Publication information
- Publisher: CrossGen Comics
- Publication date: 2004
- No. of issues: 2
- Main character: Sigil-Bearers (including Mighty Man)

= Negation War =

Comic book series

Negation War is a comic book series published by CrossGen Comics, and serving as a culmination of the metaplots of nearly all of CrossGen's other titles. It was cancelled after only two issues, in spring 2004, before the company declared bankruptcy and ended production on all their titles. It was intended to answer many, if not all, of the questions surrounding CrossGen's metaplot, allowing the company to move on to new titles and perhaps a new company-wide metaplot.

==Plot==
The events of Negation War revolve around the invasion of CrossGen's Sigilverse, i.e. the mainstream universe where all the other titles take place, by the forces of an alternate universe known as the Negation. The Sigil-Bearers, the protagonists of the core titles, led by the Atlantean Danik, are brought together to serve the purpose for which the Sigil was created: to fight off the Negation, led by the god-emperor Charon and his new consort/queen Evinlea.

Negation War reveals some of the key mysteries of the CrossGen metaplot, continuing from the revelations of the later issues of Negation. Charon and his opposite counterpart Appolyon, are revealed to have been the human scientists who organized the Great Transition as seen in Crux. Charon secretly engineered the device to impart him with incredible god-like power, even as the rest of the human race ascended to a higher form themselves. The transition also sent the pair into another universe, which came to be known as the Negation; Charon took command of this universe, building it into a massive intergalactic empire, and imprisoning the slightly less powerful Appolyon.

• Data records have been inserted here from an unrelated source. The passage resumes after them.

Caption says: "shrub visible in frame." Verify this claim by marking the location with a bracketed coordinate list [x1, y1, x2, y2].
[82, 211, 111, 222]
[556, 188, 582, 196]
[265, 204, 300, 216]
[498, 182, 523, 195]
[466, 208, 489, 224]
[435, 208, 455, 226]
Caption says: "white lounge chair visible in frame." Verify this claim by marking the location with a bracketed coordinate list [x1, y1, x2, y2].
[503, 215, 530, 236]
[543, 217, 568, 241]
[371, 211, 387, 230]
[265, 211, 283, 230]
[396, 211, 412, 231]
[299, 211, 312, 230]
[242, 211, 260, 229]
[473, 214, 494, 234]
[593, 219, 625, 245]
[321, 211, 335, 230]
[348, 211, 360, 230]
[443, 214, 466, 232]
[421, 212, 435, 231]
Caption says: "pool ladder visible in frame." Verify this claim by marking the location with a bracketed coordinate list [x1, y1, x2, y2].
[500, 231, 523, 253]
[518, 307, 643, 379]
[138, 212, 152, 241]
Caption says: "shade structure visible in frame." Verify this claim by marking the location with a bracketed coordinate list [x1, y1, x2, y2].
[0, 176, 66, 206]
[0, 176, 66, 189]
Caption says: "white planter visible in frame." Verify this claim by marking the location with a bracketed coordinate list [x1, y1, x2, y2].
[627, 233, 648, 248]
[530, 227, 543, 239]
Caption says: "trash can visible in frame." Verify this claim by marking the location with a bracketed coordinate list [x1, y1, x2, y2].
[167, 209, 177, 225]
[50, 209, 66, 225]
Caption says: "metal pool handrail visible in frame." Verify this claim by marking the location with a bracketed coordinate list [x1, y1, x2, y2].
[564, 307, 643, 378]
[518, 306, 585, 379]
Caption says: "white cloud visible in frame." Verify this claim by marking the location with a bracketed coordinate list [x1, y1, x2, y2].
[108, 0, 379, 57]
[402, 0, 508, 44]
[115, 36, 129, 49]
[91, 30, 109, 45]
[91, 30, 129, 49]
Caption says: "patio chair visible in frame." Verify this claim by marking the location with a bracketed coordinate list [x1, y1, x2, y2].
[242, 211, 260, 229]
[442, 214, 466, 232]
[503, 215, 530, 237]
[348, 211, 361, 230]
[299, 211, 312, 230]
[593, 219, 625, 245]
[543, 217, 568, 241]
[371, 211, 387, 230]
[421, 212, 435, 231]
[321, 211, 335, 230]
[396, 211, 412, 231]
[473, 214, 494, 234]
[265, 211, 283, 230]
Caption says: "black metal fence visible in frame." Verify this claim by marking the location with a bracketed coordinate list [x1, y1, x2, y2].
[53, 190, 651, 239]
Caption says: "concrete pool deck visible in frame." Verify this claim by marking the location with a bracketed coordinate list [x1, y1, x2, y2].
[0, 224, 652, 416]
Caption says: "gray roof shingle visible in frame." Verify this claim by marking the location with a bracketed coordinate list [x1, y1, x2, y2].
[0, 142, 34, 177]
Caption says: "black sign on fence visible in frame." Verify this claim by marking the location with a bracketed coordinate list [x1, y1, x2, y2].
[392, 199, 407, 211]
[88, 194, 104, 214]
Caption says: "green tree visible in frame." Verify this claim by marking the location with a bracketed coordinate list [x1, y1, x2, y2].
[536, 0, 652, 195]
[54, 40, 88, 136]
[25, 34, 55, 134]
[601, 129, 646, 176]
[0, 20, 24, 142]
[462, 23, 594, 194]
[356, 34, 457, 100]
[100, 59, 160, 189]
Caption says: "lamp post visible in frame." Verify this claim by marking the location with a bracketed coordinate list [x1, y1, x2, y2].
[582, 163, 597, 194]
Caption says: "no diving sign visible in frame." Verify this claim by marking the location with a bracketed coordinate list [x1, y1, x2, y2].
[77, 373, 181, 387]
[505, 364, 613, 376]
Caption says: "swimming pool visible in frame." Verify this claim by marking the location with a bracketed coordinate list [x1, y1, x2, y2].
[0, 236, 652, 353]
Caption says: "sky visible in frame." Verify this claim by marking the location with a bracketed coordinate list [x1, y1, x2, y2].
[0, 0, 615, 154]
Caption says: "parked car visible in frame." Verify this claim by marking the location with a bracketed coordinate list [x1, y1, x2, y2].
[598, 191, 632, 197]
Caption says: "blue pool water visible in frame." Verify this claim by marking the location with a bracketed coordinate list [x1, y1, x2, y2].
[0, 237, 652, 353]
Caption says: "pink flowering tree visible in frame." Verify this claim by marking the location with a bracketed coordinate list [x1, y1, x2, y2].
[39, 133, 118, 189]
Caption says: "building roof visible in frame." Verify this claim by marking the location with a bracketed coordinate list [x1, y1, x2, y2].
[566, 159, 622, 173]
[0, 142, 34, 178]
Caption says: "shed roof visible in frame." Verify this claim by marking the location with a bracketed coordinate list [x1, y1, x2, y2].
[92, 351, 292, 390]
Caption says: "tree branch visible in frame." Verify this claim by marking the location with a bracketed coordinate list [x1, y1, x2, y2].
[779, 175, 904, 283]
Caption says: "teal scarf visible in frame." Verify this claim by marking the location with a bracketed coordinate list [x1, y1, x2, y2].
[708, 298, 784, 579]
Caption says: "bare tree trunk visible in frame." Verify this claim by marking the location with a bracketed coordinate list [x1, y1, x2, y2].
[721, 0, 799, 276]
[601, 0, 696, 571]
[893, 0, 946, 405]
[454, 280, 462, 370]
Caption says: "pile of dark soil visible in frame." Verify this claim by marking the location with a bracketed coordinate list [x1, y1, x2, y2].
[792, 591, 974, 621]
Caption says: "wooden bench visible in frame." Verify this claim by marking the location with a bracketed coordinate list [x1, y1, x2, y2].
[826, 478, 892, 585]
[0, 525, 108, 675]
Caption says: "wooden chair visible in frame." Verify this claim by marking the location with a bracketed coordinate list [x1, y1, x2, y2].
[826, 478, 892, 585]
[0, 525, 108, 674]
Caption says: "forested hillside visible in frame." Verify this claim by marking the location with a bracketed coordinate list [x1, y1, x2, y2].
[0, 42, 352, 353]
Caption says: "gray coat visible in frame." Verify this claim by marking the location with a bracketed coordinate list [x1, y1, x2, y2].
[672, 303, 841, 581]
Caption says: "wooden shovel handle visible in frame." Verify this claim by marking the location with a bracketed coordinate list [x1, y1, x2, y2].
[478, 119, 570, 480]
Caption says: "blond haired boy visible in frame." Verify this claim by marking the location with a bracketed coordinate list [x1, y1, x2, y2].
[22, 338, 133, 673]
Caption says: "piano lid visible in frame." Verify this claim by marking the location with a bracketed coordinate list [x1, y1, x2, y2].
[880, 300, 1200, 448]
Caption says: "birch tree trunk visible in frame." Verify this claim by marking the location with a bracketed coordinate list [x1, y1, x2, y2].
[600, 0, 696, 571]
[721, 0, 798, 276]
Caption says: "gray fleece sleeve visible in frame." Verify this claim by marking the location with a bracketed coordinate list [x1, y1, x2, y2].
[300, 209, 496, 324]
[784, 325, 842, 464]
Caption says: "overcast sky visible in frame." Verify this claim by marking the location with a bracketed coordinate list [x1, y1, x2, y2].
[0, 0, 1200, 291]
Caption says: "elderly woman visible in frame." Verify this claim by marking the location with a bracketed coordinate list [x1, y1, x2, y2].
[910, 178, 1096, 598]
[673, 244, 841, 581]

After meeting Appolyon, several of the characters from the Negation title travel to Han-Jin, the world depicted in Brath, Way of the Rat and The Path. Meanwhile, Samandahl Rey, hero of Sigil, is sent by Danik to gather the Sigil-Bearers.

The series ends with a cliffhanger, as Evinlea leads the Negation assault on Elysia, home of The First. There, the first god to die is Raamia, Altwaal's former consort.

Information concerning what was to occur in the remaining issues to tie up the plot has not been released.